The central role of the radicalized right in creating the current crisis of disinformation and misinformation creates a significant challenge for policy recommendations and is not easy to reconcile with democratic theory. It seems too partisan a perspective to convert into a general, nonpartisan policy recommendation or neutral argument about what democracy requires. And yet, we believe that there is a core set of concerns that transcend party affiliation and should appeal across party lines. First, having a segment of the population that is systematically disengaged from objective journalism and the ability to tell truth from partisan fiction is dangerous to any country. It creates fertile ground for propaganda. Second, it makes actual governance difficult. Other than their major success with tax reform, Republicans found it difficult to govern during the first year of the Trump presidency, despite holding majorities in both houses of Congress and the presidency. In large part, this is due to the inability to bridge the gap between the state of the world as many in their base know it and the state of the world as it is. Third, the divorce of a party base from the institutions and norms that provide a reality check on our leaders is a political disaster waiting to happen— see for instance the primary victory of Roy Moore over Lucas Strange and Moore’s subsequent defeat in the general election. However strident and loyal the party base may be, not even a clear majority of Republican voters is exclusively focused on the right- wing media ecosystem. Over time, the incongruence between the reality inside and outside that ecosystem will make it harder for non- base “lean- Republican” voters to swallow candidates that are palatable inside it. Our hope, then, is that perhaps Republicans see in our findings reason enough to look for a change in the dynamic of the media ecosystem that their most loyal supporters inhabit.
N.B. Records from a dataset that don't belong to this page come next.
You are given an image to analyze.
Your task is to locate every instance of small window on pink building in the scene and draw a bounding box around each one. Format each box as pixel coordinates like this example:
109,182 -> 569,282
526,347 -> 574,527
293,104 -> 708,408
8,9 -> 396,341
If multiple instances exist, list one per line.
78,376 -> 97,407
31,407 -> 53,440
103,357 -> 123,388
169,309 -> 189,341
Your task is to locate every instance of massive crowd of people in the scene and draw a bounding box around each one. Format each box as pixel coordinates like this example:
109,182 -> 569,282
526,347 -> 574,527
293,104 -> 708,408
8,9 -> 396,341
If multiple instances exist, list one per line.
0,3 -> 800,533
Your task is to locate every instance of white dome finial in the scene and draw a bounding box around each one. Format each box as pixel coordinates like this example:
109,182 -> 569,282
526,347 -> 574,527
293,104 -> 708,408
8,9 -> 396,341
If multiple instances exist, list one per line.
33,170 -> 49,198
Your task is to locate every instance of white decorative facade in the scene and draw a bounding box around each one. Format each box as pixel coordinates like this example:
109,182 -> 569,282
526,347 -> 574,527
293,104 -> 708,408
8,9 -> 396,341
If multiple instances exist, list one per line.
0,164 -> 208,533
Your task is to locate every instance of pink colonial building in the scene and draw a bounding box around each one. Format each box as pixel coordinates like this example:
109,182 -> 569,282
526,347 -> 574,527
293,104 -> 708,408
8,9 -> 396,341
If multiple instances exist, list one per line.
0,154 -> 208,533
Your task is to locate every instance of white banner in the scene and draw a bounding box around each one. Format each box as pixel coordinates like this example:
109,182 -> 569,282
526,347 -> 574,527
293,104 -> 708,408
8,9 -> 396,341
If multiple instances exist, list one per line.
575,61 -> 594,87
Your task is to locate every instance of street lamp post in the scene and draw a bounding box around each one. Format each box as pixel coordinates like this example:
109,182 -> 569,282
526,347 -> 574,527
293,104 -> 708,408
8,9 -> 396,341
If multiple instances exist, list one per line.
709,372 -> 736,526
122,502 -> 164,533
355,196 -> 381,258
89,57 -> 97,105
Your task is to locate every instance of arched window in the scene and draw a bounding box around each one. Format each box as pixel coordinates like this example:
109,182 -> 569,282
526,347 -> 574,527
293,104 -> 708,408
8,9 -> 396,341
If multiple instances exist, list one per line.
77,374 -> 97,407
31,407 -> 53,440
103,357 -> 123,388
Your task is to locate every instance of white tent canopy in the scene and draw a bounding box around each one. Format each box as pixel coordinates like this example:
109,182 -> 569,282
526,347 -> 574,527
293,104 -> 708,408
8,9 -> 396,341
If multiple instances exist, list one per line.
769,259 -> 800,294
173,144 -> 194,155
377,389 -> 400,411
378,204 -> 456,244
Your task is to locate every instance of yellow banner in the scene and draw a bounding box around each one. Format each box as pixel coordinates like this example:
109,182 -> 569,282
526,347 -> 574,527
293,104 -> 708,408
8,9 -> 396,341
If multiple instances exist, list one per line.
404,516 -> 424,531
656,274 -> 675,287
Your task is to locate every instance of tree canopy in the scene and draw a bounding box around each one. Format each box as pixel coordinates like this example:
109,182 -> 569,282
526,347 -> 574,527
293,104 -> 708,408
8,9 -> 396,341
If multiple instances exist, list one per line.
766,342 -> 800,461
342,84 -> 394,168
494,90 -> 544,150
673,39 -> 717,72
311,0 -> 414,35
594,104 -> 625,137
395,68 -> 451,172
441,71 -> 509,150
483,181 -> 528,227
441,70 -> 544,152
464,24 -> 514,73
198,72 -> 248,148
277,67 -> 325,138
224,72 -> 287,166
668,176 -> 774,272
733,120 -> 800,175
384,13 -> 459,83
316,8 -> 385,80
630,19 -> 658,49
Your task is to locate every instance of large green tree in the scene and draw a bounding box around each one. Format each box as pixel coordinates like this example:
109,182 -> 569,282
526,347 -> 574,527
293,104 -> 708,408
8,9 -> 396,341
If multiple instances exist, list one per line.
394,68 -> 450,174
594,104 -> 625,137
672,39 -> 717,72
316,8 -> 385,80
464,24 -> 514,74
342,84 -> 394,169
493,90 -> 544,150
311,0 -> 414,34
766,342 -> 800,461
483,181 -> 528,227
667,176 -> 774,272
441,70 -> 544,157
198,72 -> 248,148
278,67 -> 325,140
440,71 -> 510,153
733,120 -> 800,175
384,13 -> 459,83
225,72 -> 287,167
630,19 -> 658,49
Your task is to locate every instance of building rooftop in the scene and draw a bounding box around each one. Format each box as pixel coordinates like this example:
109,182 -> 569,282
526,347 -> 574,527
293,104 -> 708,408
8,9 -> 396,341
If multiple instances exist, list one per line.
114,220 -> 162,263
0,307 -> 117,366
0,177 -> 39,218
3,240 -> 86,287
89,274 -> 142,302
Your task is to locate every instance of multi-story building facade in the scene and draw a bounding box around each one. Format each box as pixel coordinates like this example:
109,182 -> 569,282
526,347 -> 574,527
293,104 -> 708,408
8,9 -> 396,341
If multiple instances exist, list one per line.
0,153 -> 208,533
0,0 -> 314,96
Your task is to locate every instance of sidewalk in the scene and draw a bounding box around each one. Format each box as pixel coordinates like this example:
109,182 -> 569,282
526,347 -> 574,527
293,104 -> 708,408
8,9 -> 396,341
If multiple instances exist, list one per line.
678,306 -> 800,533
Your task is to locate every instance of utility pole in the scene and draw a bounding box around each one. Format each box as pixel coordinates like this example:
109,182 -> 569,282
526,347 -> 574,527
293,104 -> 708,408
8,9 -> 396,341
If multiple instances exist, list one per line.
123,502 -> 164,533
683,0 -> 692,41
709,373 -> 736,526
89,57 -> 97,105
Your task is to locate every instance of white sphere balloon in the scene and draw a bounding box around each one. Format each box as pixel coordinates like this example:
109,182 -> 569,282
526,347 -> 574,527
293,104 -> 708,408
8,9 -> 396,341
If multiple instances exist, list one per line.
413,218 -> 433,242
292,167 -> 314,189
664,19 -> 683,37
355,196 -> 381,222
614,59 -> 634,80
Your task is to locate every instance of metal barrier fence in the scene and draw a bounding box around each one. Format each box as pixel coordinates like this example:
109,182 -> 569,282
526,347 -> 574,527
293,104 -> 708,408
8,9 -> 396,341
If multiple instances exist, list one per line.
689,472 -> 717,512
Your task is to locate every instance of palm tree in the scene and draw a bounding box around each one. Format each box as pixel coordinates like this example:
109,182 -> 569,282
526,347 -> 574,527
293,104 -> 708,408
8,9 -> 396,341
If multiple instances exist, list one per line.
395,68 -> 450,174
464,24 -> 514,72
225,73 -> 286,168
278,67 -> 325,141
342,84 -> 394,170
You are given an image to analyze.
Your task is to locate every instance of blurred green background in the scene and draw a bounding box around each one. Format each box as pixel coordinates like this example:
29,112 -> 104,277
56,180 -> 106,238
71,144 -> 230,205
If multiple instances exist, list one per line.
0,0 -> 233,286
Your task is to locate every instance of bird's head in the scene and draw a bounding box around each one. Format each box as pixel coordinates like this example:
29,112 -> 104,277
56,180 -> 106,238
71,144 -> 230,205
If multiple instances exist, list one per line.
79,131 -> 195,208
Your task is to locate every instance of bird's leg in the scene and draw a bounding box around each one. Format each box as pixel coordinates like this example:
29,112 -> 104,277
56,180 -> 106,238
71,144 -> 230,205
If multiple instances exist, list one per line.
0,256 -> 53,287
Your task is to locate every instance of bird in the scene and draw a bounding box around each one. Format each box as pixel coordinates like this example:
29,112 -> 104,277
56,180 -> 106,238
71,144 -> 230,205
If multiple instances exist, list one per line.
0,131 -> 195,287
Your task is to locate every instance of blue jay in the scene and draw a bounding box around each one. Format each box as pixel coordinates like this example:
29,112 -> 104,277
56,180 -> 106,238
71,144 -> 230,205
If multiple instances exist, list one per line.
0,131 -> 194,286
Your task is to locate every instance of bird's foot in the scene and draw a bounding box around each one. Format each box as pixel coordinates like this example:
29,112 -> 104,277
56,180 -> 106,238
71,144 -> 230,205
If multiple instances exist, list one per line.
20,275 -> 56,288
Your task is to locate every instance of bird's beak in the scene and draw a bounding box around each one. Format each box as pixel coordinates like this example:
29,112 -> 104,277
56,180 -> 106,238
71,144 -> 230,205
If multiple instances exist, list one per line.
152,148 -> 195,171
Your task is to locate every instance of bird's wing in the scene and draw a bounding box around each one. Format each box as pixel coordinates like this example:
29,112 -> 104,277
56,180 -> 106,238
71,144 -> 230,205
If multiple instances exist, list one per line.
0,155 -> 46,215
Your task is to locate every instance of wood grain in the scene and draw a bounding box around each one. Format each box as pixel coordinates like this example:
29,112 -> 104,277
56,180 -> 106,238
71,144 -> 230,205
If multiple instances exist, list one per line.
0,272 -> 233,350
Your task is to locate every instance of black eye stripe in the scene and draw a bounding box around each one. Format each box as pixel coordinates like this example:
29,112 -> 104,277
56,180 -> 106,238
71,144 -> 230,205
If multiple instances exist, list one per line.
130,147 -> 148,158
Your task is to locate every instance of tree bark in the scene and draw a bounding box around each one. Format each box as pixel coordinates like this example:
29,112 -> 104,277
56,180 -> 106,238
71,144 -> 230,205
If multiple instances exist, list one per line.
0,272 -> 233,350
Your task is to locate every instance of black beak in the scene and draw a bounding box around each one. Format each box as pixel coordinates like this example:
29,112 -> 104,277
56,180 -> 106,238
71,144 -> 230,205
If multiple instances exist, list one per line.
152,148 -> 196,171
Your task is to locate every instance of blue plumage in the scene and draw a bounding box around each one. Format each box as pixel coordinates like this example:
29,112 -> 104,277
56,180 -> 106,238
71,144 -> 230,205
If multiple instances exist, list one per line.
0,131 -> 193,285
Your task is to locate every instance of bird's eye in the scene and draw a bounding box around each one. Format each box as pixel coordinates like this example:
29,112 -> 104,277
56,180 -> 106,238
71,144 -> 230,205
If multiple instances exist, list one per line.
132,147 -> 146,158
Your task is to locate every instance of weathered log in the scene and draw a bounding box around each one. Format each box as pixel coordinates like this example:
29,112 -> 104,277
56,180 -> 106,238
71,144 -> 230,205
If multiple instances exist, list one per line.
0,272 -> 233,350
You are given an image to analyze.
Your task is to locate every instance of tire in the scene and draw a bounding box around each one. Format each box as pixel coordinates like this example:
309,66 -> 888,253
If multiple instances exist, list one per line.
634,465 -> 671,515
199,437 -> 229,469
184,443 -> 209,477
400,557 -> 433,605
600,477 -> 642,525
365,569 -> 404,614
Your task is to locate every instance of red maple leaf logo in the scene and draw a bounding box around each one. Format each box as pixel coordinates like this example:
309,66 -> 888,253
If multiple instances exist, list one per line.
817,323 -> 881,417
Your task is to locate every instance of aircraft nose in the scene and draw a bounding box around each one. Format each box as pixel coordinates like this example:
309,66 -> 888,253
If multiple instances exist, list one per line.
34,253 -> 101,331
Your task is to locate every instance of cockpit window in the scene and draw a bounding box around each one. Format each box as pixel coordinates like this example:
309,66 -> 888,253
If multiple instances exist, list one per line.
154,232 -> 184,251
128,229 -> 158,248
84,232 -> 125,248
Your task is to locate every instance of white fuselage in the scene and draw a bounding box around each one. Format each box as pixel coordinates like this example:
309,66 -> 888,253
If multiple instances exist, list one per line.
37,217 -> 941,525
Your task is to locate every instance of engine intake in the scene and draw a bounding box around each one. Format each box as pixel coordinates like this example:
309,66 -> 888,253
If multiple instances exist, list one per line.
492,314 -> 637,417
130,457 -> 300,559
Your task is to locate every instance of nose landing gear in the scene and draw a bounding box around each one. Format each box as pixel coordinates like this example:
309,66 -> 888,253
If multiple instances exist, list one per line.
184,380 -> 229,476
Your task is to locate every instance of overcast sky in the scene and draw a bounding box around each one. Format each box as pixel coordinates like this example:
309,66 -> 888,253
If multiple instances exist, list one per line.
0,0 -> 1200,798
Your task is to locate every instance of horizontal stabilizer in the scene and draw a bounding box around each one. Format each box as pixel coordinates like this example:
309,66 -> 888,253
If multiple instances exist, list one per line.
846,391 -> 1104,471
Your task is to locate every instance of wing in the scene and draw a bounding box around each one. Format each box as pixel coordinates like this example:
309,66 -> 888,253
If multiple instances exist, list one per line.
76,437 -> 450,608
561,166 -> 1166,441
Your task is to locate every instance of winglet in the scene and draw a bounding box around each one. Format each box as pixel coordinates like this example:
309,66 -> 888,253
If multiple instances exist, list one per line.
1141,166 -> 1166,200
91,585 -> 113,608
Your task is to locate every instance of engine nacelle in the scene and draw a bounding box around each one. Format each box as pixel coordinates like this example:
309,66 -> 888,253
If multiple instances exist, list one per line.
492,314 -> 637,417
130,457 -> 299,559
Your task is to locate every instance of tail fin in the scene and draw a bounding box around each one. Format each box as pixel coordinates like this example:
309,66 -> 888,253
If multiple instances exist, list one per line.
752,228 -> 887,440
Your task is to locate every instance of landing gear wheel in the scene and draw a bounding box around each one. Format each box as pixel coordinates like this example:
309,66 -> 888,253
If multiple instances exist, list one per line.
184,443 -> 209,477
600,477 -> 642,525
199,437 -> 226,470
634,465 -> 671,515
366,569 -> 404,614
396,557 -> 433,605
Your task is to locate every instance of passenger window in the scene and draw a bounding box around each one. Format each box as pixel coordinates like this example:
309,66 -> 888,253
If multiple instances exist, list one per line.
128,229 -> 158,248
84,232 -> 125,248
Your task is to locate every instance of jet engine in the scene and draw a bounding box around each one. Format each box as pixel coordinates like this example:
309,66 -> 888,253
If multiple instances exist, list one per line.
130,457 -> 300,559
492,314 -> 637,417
Finding nonpartisan or bipartisan solutions in a society as highly polarized as the United States has become difficult, to say the least. But ignoring the stark partisan asymmetry at the root of our present epistemic crisis will make it impossible to develop solutions that address the actual causes of that crisis. Any argument that depends for its own sense of neutrality and objectivity on drawing empirically false equivalents between Fox News and CNN, much less between top left- wing sites like Mother Jones and Salon and equivalently prominent sites on the right like the Gateway Pundit or Infowars, undermines clear thinking on the problem at hand.